Threats Are Increasingly Sophisticated
When news first emerged detailing the scale and sophistication of the SUNBURST attacks, many global security teams faced an uncomfortable reality. How could a threat, albeit a state-sponsored one, fly under the radar of so many organizations, and linger for so long without detection?
Here was an attack that circumvented most of the tools that security leaders rely on: perimeter defenses, endpoint detection, and antivirus. The SUNBURST attacks highlighted the deficiencies of rules- and signature-based detection methods, and exposed the security blind spots left by logging and agent-based approaches.

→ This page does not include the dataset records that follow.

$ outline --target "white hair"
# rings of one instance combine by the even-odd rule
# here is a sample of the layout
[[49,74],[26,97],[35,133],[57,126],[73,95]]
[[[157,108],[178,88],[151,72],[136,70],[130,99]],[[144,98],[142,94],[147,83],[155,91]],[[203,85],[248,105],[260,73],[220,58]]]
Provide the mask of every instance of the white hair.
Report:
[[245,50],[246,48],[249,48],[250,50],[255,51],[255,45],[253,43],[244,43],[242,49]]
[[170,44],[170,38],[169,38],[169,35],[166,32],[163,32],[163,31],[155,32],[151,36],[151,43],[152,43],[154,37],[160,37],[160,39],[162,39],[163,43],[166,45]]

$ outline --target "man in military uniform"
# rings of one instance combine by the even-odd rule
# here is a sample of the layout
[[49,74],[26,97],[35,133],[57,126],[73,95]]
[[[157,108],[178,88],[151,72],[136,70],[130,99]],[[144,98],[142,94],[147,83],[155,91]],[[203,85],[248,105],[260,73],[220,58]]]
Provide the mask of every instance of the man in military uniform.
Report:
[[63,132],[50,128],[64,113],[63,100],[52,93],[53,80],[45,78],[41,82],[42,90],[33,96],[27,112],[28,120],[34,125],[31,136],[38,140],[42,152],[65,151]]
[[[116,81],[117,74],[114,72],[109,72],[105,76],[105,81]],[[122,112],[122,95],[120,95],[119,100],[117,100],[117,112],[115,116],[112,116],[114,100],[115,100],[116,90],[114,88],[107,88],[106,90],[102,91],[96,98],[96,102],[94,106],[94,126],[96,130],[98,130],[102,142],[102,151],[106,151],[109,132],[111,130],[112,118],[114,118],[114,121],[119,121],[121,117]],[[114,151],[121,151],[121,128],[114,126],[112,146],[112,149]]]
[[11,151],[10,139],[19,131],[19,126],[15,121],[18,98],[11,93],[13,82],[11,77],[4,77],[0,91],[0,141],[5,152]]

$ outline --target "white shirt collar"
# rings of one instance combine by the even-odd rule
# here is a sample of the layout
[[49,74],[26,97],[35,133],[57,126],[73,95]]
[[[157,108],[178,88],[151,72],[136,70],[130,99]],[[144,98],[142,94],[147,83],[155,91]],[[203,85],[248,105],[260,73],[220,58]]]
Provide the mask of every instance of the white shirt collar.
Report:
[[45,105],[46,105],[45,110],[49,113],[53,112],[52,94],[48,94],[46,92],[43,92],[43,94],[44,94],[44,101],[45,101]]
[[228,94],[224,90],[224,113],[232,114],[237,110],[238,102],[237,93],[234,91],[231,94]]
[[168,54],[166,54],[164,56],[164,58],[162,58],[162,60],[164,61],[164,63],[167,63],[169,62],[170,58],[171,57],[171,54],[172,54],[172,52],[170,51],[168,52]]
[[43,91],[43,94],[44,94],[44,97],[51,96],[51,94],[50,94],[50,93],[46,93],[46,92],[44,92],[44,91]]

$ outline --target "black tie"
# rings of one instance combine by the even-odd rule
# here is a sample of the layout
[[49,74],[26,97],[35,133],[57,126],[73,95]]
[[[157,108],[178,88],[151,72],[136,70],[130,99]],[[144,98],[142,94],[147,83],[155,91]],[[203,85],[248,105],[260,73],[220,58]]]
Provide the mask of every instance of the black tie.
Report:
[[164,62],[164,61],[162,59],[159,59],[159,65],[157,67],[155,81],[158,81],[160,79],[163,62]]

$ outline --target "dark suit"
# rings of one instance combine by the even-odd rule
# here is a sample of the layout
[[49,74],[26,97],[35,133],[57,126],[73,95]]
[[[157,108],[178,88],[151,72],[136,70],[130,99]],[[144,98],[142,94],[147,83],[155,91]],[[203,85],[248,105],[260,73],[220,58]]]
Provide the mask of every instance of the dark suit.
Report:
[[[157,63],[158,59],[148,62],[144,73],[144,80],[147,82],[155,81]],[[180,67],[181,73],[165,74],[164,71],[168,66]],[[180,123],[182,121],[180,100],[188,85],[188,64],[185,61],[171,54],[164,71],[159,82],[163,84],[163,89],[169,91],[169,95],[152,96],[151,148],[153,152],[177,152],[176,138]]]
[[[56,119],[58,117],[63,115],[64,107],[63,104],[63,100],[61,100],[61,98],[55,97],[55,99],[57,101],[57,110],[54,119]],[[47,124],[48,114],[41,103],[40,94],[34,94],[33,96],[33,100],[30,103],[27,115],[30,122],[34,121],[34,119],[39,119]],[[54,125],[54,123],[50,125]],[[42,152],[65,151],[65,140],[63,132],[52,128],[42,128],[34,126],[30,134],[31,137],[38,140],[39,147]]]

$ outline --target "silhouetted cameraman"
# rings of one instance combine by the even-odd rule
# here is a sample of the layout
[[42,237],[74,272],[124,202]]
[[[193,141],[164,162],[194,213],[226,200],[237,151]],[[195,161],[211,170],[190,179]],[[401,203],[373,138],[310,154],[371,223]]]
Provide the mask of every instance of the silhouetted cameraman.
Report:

But even supply-chain attacks as sophisticated as SUNBURST cannot hide from the kind of network-based spotlight NDR shines on malicious activity.
Cybercrime Is on the Rise
In the context of the SolarWinds campaign, today's enterprise IT security leaders are increasingly concerned about the threat from nation states. But financially motivated cyber crime is still a more fearsome threat. Backed by an underground economy said to be worth over $1.5 trillion annually, cyber criminals have the tools and the know-how to get what they want. The line is blurred between the activity of cyber criminals and that of state-backed operatives.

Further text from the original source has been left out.